The biggest professional development of the month was that I got entangled with the politics of Georgia (the real one, not the U.S. state of the same name) which took me to Strasbourg on my one trip of the month (just a few weeks after my last time there). I also got involved with a couple of online slapfights, one on Liz Bourke's infamous review, the other on replacing a British MEP who had resigned. The former is still a relevant debate, I think.
We also entertained the deputy foreign minister of Moldova for dinner. But dear god, my camera back then was pretty awful.

I read 30 books that month.
Non-fiction 11
The History of Christianity, ed. Tim Dowley
Dealing with a post-BRIC Russia, by Ben Judah, Jana Kobzova and Nicu Popescu
Pawns of Peace: Evaluation of Norwegian peace efforts in Sri Lanka, 1997-2009, by Gunnar Sørbø, Jonathan Goodhand, Bart Klem, Ada Elisabeth Nissen and Hilde Selbervik
One Planet, by Nicholas Hulot
How The States Got Their Shapes, by Mark Stein
Making Ireland British 1580-1650, by Nicholas Canny
The Treason and Trial of Sir John Perrot, by Roger Turvey
Why Can't Elephants Jump?, ed. Mick O'Hare
Packing for Mars, by Mary Roach
Proust and the Squid, by Maryanne Wolf
Indian Summer, by Alex von Tunzelmann
Fiction (non-sf) 2
Scotch on the Rocks, by Douglas Hurd and Andrew Osmond
The Tenant of Wildfell Hall, by Anne Brontë
SF (non-Who) 7
The Sharing Knife: Horizon, by Lois McMaster Bujold
Tales from Ancient Egypt, by Joyce Tildesley
Out of Nowhere, by Gerald Whelan
The Other City, by Michal Ajvaz
Only You Can Save Mankind, by Terry Pratchett
Slow River, by Nicola Griffith
Conrad's Fate, by Diana Wynne Jones
Doctor Who etc 8
[1st Doctor] Doctor Who: The Daleks (script), by Terry Nation
[11th Doctor] Doctor Who: The Brilliant Book 2012, ed.
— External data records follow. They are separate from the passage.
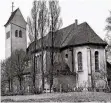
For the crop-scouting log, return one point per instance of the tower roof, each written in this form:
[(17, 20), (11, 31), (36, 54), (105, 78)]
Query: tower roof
[(11, 17)]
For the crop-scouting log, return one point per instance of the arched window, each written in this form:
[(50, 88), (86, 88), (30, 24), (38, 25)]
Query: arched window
[(20, 34), (79, 57), (66, 55), (16, 33), (96, 61)]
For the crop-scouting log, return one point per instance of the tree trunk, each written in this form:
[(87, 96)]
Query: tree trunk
[(9, 85), (42, 72)]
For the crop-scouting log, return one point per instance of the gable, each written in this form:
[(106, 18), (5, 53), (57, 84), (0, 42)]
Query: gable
[(71, 36)]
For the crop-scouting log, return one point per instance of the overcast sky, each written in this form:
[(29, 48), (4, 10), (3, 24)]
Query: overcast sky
[(94, 12)]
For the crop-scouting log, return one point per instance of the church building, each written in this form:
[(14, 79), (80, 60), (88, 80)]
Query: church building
[(79, 47), (78, 50)]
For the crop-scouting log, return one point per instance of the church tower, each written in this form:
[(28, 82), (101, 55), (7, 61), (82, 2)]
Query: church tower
[(15, 29)]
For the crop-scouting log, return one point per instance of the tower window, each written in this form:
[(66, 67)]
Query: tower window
[(16, 33), (96, 61), (8, 34), (79, 57), (20, 34)]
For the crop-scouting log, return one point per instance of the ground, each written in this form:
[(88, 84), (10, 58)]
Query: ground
[(61, 97)]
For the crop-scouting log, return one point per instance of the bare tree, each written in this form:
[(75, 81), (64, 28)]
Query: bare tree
[(42, 29), (7, 73), (55, 23), (33, 31), (18, 60)]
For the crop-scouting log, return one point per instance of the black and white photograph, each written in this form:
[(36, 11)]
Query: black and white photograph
[(55, 51)]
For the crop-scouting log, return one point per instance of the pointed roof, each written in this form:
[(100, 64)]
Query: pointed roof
[(11, 17)]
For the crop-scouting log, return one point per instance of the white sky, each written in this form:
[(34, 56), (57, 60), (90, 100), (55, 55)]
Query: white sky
[(94, 12)]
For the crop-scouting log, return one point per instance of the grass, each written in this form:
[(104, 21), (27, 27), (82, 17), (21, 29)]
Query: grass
[(68, 97)]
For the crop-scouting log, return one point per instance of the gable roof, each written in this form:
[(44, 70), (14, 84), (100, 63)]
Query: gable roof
[(85, 35), (71, 36), (11, 17)]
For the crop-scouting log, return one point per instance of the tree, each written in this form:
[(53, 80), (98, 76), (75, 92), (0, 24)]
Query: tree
[(18, 60), (55, 23), (33, 31), (7, 73), (42, 29)]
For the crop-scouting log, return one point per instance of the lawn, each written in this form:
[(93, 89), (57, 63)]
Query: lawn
[(61, 97)]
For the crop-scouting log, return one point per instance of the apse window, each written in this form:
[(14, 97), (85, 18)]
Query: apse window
[(16, 33), (79, 57), (20, 34), (8, 34), (66, 55), (96, 61)]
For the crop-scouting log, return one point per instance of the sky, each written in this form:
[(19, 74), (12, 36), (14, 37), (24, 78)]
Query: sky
[(94, 12)]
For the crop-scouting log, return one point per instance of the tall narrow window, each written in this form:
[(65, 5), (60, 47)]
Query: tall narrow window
[(96, 61), (20, 34), (79, 57), (8, 34), (16, 33)]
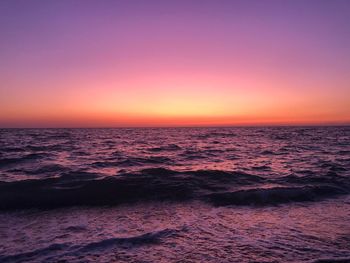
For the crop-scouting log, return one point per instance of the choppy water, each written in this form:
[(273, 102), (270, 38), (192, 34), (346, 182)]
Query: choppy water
[(175, 195)]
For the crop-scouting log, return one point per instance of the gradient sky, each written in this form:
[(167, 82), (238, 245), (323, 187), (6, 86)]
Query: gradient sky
[(181, 62)]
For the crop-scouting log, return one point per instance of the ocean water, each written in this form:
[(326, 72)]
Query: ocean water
[(242, 194)]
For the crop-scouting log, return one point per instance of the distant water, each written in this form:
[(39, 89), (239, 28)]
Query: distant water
[(262, 194)]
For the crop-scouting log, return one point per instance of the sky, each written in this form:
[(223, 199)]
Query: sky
[(83, 63)]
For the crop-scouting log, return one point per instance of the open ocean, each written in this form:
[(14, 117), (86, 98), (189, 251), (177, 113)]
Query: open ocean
[(243, 194)]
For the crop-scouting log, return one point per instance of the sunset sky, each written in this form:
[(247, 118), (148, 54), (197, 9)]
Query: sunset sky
[(169, 63)]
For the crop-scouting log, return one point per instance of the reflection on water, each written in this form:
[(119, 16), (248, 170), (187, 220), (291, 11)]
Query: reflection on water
[(183, 194)]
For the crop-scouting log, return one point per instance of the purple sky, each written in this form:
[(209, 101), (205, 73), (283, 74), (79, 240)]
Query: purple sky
[(173, 62)]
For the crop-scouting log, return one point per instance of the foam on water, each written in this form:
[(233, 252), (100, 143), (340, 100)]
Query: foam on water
[(179, 194)]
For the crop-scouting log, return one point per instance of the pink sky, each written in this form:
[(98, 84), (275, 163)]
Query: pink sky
[(166, 63)]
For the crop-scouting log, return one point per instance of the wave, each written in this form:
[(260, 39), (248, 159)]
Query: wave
[(85, 189), (170, 147), (332, 260), (17, 160), (148, 238), (217, 187), (67, 249), (274, 196)]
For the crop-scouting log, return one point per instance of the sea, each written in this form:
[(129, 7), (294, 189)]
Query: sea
[(219, 194)]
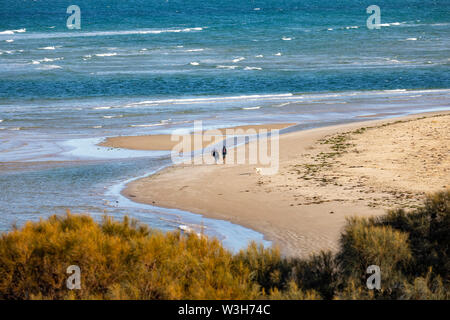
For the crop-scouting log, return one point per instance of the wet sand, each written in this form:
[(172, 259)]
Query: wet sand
[(325, 175), (160, 142)]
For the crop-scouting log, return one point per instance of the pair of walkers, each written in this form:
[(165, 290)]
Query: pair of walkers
[(216, 155)]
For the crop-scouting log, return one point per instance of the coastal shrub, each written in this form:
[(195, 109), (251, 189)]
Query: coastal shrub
[(267, 268), (319, 273), (363, 244), (118, 260), (128, 260), (428, 229)]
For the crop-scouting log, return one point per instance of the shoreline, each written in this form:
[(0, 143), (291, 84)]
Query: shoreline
[(163, 142), (317, 227)]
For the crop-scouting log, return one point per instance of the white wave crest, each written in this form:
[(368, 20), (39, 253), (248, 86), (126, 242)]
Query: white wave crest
[(112, 54), (252, 68), (238, 59), (50, 48), (226, 67)]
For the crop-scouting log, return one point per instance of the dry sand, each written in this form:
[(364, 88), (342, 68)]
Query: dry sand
[(325, 175), (165, 142)]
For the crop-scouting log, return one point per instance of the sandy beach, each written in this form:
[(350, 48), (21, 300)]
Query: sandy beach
[(325, 175), (159, 142)]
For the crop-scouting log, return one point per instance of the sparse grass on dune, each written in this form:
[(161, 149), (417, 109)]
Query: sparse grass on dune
[(126, 260)]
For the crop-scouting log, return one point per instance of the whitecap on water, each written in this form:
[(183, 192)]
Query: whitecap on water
[(226, 67), (50, 48), (106, 54)]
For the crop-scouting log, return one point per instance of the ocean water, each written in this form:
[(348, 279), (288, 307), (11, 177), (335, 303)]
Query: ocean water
[(143, 67)]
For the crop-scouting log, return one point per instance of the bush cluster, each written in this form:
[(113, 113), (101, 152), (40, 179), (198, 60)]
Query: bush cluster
[(127, 260)]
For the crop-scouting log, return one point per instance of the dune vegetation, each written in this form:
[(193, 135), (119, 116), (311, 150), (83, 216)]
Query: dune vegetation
[(127, 260)]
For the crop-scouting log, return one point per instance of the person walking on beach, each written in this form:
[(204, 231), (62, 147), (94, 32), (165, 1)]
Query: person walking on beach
[(215, 154), (224, 153)]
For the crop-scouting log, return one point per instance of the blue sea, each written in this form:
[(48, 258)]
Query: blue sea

Clayton Hickman
[7th Doctor] All-Consuming Fire, by Andy Lane
[SJA] [audiobook] Children of Steel, by Martin Day
[8th Doctor] The Blue Angel, by Paul Magrs and Jeremy Hoad
[SJA] [audiobook] Judgement Day, by Scott Gray
[Torchwood] Skypoint, by Phil Ford
[11th Doctor] [audiobook] The Art of Death, by James Goss
Comics 2
At The Mountains of Madness, by H.P. Lovecraft, adapted by I.N.J. Culbard
The Unwritten vol 3: Dead Man's Knock, by Mike Carey
~8,500 pages
10/30 by women (Kobzova, Nissen/Seibervik, Roach, Wolf, von Tunzelmann, Brontë, Bujold, Tildesley, Griffith, Jones)
0/30 by PoC (as far as I know)
Some very good books this month. The best, rather to my surprise, was The Tenant of Wildfell Hall, by Anne Brontë, which I had not read before. You can get it here. Honorable mentions also to the Norwegian Agency for Development Cooperation analysis of the failure of the Sri Lanka peacekeeping mission, which you can get here, and on a different note Andy Lane's great Doctor Who novel All-Consuming Fire, which you can get here. Wooden spoon to The Other City, by Michal Ajvaz, which you can get here.